Please try again to reproduce using upgrade from 3.4 to vt15, to make sure
that the verification is valid. Moving to QA for now.

Thanks!

Comment 10 Pavel Novotny 2015-09-17 11:23:53 UTC
(In reply to Yedidyah Bar David from comment #9)
> (In reply to Pavel Novotny from comment #8)
> > I didn't reproduce this during upgrade rhevm-3.5.4.2-1.3.el6ev ->
> > rhevm-3.6.0-0.15.master.el6
> > 
> 
> Sorry for not mentioning: IIRC this specific flow isn't reproducible on any
> released version.
> 
> Affected versions are probably only those between [1] or [2] or [3] and [4].
> 
> You might be able to reproduce using upgrade from <=3.5.2 to one of vt15,
> vt15.1, vt15.2, vt15.3.

Upgrade to vt15.x is not relevant now, because at this moment the latest released 3.5 build is vt16.9 - this is what customer gets. 

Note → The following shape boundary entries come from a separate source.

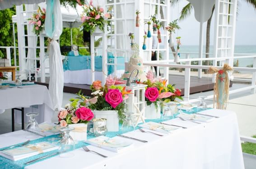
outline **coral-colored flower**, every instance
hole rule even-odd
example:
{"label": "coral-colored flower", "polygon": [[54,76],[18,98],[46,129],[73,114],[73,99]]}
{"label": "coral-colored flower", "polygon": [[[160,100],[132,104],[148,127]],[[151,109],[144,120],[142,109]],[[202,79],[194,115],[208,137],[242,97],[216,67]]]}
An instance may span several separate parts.
{"label": "coral-colored flower", "polygon": [[163,98],[169,97],[171,96],[174,95],[174,93],[172,93],[169,91],[165,91],[163,93],[161,93],[159,96],[158,96],[158,99],[163,99]]}
{"label": "coral-colored flower", "polygon": [[61,123],[61,127],[66,127],[68,125],[67,122],[65,120],[61,120],[60,123]]}
{"label": "coral-colored flower", "polygon": [[105,99],[106,101],[114,108],[123,101],[122,94],[118,89],[109,89],[106,94]]}
{"label": "coral-colored flower", "polygon": [[176,89],[175,90],[175,91],[174,92],[174,94],[175,94],[175,96],[181,96],[181,92],[182,91],[181,90],[181,89]]}
{"label": "coral-colored flower", "polygon": [[61,111],[59,114],[59,118],[61,119],[65,119],[68,114],[68,111],[64,109]]}
{"label": "coral-colored flower", "polygon": [[101,86],[101,81],[100,80],[97,80],[93,82],[92,85],[93,88],[97,90],[100,90],[102,88],[102,86]]}
{"label": "coral-colored flower", "polygon": [[108,14],[108,13],[105,14],[104,15],[104,16],[105,17],[105,18],[110,18],[110,14]]}
{"label": "coral-colored flower", "polygon": [[95,17],[95,19],[97,20],[100,18],[100,15],[99,14],[98,14]]}
{"label": "coral-colored flower", "polygon": [[78,123],[79,121],[79,119],[77,116],[74,116],[71,117],[72,123]]}
{"label": "coral-colored flower", "polygon": [[84,107],[77,109],[75,111],[75,115],[83,121],[90,121],[94,116],[90,109]]}
{"label": "coral-colored flower", "polygon": [[112,85],[114,85],[115,82],[116,80],[114,80],[114,79],[112,78],[111,75],[108,76],[106,79],[106,85],[107,87],[107,88],[109,88],[109,87]]}
{"label": "coral-colored flower", "polygon": [[152,102],[156,100],[158,96],[158,91],[156,87],[148,87],[145,92],[145,96]]}

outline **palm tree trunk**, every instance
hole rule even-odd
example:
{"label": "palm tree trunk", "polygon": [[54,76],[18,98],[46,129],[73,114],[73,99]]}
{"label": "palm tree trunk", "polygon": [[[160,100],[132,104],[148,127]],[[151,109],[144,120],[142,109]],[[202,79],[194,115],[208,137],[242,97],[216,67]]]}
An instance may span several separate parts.
{"label": "palm tree trunk", "polygon": [[[210,52],[210,29],[211,28],[211,22],[212,21],[212,18],[213,16],[213,14],[214,12],[215,9],[215,5],[214,5],[213,9],[212,10],[212,14],[210,18],[207,21],[207,26],[206,27],[206,44],[205,47],[205,58],[208,58],[209,57],[209,54],[208,53]],[[209,65],[209,61],[206,60],[205,65]],[[205,74],[207,74],[208,72],[208,70],[205,69]]]}

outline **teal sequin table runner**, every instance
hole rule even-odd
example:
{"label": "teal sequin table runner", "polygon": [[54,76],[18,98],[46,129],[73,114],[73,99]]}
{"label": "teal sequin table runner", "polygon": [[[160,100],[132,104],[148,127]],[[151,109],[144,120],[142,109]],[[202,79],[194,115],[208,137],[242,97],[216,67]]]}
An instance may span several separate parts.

Thus I can verify this bug by going with upgrade from rhevm-3.4.5-0.3 (av14.2) to rhevm-3.5.4.2-1.3 (vt16.9).

Comment 11 Pavel Novotny 2015-10-07 17:46:07 UTC
Verified in rhevm-3.5.5-0.1.el6ev.noarch (vt17.1).

Scenario #1:
Upgrade from rhevm-3.4.5-0.3.el6ev.noarch (av14.2) to vt17.1.

Scenario #2:
Upgrade from rhevm-3.5.1-0.4.el6ev.noarch (vt14.3) to vt17.1.


Verification steps (according to comment 0):
1. Install and setup
  #1: 3.4.5 (av14.2)
  #2: 3.5.1 (vt14.3)
2. Install 3.5.5 setup (vt17.1)
3. Run engine-setup, and cause it to fail "cleanly", so that it manages to rollback
4. Run engine-setup again

Result: Second execution of rhevm-setup succeeds without errors. RHEVM is updated, web UI is accessible (of course, after removing the old invalid certificate from browser cert. storage first).